Thursday, April 21, 2005

Struggling to Get By

Between tax season and credit card predators, we've taken a few financial hits this month. It's comforting to be reminded of famous people who were plunged into a similar abyss. Examples:

* Samuel Johnson, the 18th-Century English man of letters, had to hastily pen a romance novel in order to pay for his mother’s funeral.

* Fanny Crosby, the blind 19th-Century poet and hymn writer, wrote more than 2,000 hymns. Many are famous to this day -- but she was paid only a pittance for them. During much of her life, she lived in an appalling New York tenement building, where she served those living in even worse conditions than herself. Her small gravestone bore the simple inscription: “Aunt Fanny. She hath done what she could.”

* Ulysses S. Grant was a chronic financial disaster both before and after his Civil War glory and his double term in the White House. While languishing as a junior officer at Pacific Coast Army posts during the 1850s, he was forced to farm, sell ice and chop wood to augment his meager lieutenant’s pay. Shortly before the war, while trying to farm in Missouri, he fared so poorly he literally had to “pawn his gold watch and chain” in order to buy Christmas gifts for his family. During his final years, he had no income until Congress voted, a few months before his death in 1885, to renew his standing as a paid general in the U.S. Army.

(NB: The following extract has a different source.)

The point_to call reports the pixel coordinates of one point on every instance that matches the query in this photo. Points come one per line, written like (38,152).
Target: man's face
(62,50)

* Duke Kahanamoku won Olympic gold medals for swimming in 1912 and 1920, became a surfing legend and played minor roles in numerous early Hollywood films. But he was without a steady income during his celebrity years. When his flame of glamour flickered and died in the late 1920s and early 1930s, he was reduced to operating a gas station and working as the janitor at Honolulu’s city hall. Later in life he won the honorary position of sheriff of Honolulu.